Impossible aussi de défiler la liste des interprètes qui s’amusent et communient tout à la fois durant les trois heures que dure le cabaret. Et comme on a souvent tendance à focaliser sur les plus connus, disons que Mylène Mackay interprète Marina Tsvetaieva, Esther Gaudette danse Dave St-Pierre, Catherine Paquin Béchard psalmodie Daphné B, Benoît Landry chante Nelligan. Et comme l’art a la routine en horreur, certains – chanteurs ou comédiens – ont la permission de ne venir que certains soirs, à tour de rôle. Lundi, c’était Philippe Brach et Bernard Adamus, un autre jour ce sera Ariane Moffatt, Yann Perreau, Fanny Mallette ou Gilles Renaud. «Nombreux seront nos ennemis», prédit Geneviève Desrosiers par la bouche de Julie Le Breton. Devant une telle compagnie et, surtout, à voir la réception de l’assistance, on a peine à y croire.
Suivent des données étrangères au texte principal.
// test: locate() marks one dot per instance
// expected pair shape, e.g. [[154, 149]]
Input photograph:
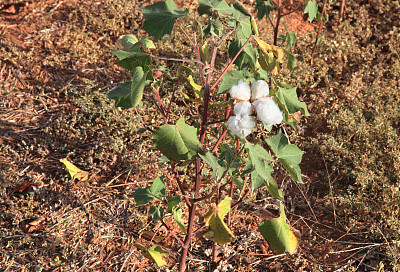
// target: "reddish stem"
[[278, 19], [172, 97], [319, 28], [180, 185], [230, 64]]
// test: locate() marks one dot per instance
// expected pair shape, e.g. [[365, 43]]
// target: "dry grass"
[[55, 68]]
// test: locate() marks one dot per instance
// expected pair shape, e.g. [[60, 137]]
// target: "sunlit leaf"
[[288, 154], [213, 161], [220, 232], [74, 171], [292, 61], [129, 94], [220, 6], [177, 142], [145, 195], [157, 213], [278, 234], [177, 214], [229, 79], [172, 202], [160, 18], [312, 9], [263, 8], [154, 254]]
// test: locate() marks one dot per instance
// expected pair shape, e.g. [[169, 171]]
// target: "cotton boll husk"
[[241, 125], [268, 111], [242, 108], [241, 91], [259, 89]]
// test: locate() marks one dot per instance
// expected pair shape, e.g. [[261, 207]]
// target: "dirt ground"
[[56, 66]]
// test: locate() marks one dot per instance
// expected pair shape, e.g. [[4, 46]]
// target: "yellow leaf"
[[74, 171], [220, 232], [154, 254]]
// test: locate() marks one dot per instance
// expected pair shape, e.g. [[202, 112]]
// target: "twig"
[[230, 64], [177, 59], [319, 28]]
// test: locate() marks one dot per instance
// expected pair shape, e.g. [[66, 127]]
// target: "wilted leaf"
[[74, 171], [177, 142], [177, 214], [288, 154], [154, 254], [220, 232], [25, 186], [160, 18], [36, 225], [278, 234]]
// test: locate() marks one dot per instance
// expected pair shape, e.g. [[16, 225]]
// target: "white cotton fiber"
[[241, 125], [268, 111], [241, 91], [259, 89], [242, 108]]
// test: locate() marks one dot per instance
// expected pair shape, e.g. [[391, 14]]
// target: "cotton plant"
[[248, 98]]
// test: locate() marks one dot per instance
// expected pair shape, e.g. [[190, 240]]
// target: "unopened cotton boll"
[[242, 108], [268, 111], [241, 91], [241, 125], [259, 89]]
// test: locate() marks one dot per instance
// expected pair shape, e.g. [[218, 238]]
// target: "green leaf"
[[131, 60], [157, 189], [160, 18], [154, 254], [290, 39], [312, 9], [177, 142], [145, 195], [220, 232], [273, 189], [177, 214], [142, 196], [260, 161], [212, 161], [214, 27], [229, 79], [263, 8], [292, 61], [157, 213], [74, 171], [129, 94], [220, 6], [288, 154], [128, 41], [278, 234], [172, 202]]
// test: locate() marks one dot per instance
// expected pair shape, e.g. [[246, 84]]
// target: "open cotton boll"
[[242, 108], [268, 111], [241, 125], [259, 89], [241, 91]]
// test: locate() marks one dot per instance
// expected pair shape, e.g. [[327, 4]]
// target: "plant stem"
[[319, 28], [278, 19], [203, 130], [230, 64], [177, 59]]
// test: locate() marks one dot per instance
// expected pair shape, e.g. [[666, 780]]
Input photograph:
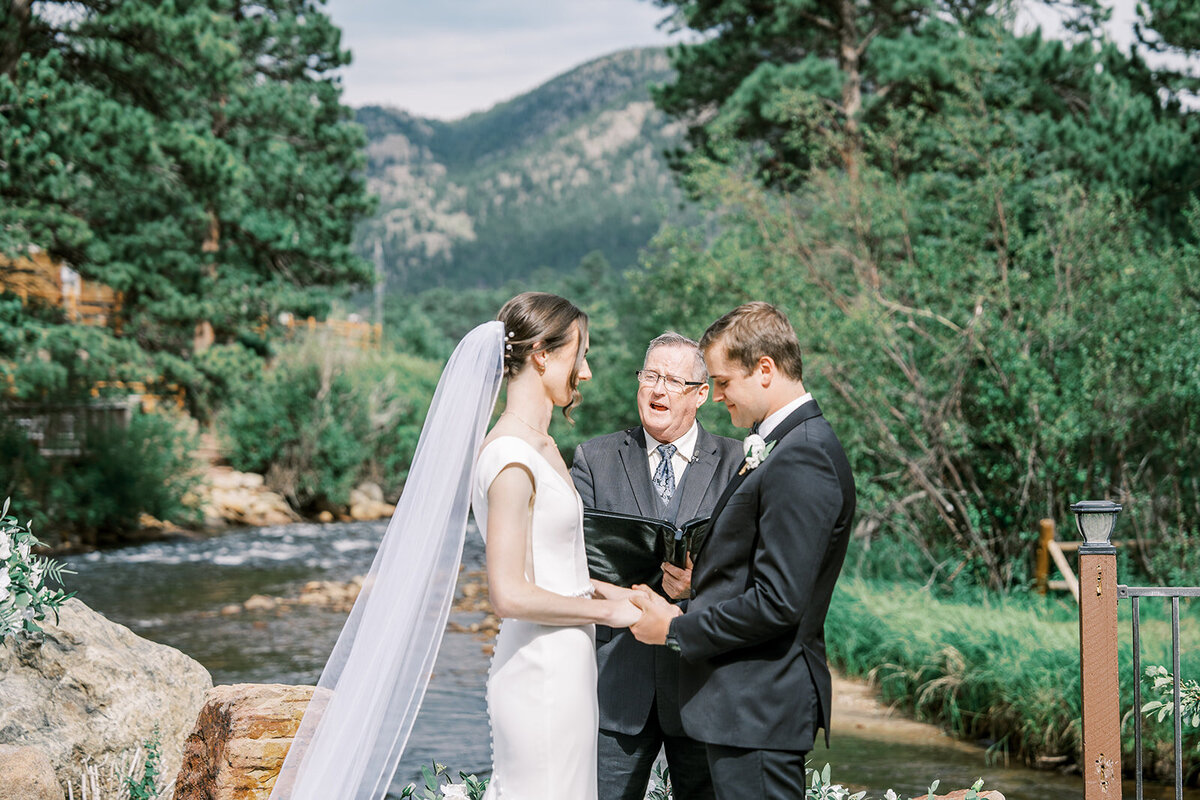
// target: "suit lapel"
[[637, 471], [802, 414], [699, 475], [796, 417]]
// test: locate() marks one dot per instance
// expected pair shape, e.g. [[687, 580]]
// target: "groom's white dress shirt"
[[773, 420], [685, 447]]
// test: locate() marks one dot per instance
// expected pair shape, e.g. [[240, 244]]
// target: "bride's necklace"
[[513, 414]]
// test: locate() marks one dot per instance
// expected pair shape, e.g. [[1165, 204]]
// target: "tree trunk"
[[852, 88], [12, 35]]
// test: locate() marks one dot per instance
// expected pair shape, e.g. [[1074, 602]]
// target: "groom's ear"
[[767, 371]]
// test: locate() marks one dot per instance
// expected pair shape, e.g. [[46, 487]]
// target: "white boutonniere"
[[756, 451]]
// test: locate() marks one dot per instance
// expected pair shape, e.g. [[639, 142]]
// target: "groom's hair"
[[753, 331]]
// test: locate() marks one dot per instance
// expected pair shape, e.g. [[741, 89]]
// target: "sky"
[[448, 58], [445, 59]]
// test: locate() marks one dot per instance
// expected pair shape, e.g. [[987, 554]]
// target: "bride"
[[541, 685]]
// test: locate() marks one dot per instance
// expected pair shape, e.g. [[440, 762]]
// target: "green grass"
[[1002, 669]]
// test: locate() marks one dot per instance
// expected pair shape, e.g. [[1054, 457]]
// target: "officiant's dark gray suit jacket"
[[754, 669], [612, 474]]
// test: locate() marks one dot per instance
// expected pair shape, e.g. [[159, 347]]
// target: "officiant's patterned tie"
[[664, 476]]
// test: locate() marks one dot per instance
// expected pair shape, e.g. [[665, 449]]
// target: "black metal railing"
[[1135, 594]]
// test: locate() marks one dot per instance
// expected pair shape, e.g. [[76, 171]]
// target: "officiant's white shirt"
[[773, 421], [685, 446]]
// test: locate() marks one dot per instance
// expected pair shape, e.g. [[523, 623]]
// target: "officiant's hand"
[[657, 615], [676, 581]]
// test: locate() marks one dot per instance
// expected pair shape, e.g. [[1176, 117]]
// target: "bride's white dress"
[[541, 686]]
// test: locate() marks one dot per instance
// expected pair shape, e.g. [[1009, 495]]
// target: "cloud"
[[450, 58]]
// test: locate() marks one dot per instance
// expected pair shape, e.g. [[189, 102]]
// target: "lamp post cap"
[[1095, 506]]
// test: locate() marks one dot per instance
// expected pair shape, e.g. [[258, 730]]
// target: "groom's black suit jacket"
[[754, 669], [612, 473]]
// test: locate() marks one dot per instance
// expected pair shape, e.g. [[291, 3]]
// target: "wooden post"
[[1098, 671], [1042, 569]]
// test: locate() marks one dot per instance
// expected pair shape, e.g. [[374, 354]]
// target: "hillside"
[[571, 167]]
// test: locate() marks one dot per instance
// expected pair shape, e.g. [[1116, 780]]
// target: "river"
[[173, 593]]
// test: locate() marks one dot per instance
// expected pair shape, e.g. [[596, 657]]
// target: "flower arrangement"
[[756, 450], [471, 788], [24, 596], [821, 788]]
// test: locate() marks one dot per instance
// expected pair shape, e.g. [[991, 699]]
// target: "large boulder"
[[240, 739], [93, 689], [27, 774]]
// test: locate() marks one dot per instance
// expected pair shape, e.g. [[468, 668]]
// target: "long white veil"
[[361, 714]]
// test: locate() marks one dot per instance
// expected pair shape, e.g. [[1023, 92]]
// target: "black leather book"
[[625, 548]]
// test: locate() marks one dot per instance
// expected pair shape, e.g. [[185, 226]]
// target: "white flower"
[[756, 450]]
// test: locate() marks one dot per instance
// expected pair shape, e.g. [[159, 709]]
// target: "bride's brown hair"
[[539, 320]]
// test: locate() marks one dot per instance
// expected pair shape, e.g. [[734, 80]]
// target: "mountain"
[[571, 167]]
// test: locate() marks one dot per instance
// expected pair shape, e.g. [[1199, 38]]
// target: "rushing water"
[[173, 593]]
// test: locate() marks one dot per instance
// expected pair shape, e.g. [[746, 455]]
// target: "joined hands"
[[657, 615]]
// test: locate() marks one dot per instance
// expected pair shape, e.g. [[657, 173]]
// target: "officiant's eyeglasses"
[[675, 385]]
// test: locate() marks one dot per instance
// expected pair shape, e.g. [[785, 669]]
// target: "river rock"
[[366, 503], [27, 774], [93, 689], [239, 741], [243, 499]]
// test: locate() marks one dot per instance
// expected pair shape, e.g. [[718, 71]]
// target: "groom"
[[754, 684]]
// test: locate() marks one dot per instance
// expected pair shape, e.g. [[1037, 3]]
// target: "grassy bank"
[[1002, 669]]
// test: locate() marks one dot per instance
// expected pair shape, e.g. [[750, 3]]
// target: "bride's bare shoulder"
[[505, 428]]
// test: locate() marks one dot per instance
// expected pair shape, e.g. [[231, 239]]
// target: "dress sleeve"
[[503, 452]]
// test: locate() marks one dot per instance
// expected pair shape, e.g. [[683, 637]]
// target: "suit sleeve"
[[798, 506], [581, 474]]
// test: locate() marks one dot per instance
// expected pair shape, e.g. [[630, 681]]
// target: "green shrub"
[[989, 667], [321, 421], [123, 473]]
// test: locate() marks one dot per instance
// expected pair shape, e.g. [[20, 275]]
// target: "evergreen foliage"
[[191, 155], [1000, 669], [321, 421], [989, 263]]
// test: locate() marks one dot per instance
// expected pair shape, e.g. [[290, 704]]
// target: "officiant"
[[667, 468]]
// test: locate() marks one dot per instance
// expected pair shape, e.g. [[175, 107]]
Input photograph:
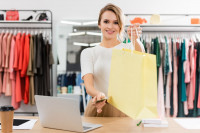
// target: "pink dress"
[[16, 68], [4, 61], [14, 103], [175, 79], [190, 87], [6, 70], [1, 55]]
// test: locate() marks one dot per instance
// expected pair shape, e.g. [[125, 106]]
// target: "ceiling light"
[[94, 44], [80, 44], [70, 22], [93, 33], [76, 34], [90, 23]]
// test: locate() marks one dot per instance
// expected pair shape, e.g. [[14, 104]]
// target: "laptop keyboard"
[[85, 128]]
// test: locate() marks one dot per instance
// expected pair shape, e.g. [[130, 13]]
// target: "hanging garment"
[[8, 50], [168, 84], [30, 72], [21, 58], [1, 55], [160, 106], [15, 66], [4, 49], [14, 103], [24, 68], [196, 111], [191, 84], [181, 81], [175, 81], [8, 91], [50, 62], [4, 62], [166, 64], [172, 79]]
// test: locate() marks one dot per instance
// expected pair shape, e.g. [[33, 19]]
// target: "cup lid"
[[6, 108]]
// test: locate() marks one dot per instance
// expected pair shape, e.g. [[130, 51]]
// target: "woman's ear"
[[99, 26]]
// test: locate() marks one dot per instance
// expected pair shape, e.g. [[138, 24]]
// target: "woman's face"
[[109, 25]]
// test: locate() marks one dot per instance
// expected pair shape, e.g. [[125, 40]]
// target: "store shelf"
[[26, 24], [169, 28]]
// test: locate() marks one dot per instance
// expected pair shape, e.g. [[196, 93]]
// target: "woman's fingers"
[[94, 99]]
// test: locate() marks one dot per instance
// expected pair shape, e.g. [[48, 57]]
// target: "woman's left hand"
[[133, 28]]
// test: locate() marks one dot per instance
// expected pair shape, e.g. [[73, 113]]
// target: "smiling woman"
[[95, 62]]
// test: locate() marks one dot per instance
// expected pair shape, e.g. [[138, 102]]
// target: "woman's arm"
[[89, 85], [135, 36]]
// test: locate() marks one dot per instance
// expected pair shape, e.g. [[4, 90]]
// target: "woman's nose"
[[110, 25]]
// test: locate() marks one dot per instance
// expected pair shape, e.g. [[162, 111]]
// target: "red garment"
[[24, 68], [21, 56], [1, 55], [15, 66], [12, 74], [4, 47], [195, 57]]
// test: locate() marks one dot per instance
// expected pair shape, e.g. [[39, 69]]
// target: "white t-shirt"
[[97, 61]]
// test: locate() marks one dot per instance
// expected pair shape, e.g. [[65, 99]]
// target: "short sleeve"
[[87, 64]]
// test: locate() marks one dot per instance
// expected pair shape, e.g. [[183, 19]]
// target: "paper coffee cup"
[[7, 113]]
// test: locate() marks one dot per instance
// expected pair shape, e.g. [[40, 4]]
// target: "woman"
[[95, 62]]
«Poésie, sandwichs et autres soirs qui penchent» est une idée originale et une direction artistique de Loui Mauffette. Avec ​Nathalie Breuer, Anne-Marie Cadieux, Bénédicte Décary, Maxime Denommée, Sylvie Drapeau, Francis Ducharme, Kathleen Fortin, Stéphane Gagnon, Maxim Gaudette, Esther Gaudette, Roger La Rue, Simon Lacroix, Benoit Landry, Zacharie Le Blanc, Julie Le Breton, Mylène Mackay, Loui Mauffette, Pascale Montpetit, Iannicko N’Doua, Patricia Nolin, Catherine Paquin-Béchard, Sébastien Ricard, Jérémi Roy, Emmanuel Schwartz et Loïk Vezeau.

Et, en alternance, Bernard Adamus, Marion Barot, Philippe Brach, Émilie Gilbert, Steve Laplante, Gabriel Lemire, Fanny Mallette, Ariane Moffatt, Yves Morin, Yann Perreau, Hubert Proulx, Gilles Renaud, Eric Robidoux et Mani Soleymanlou.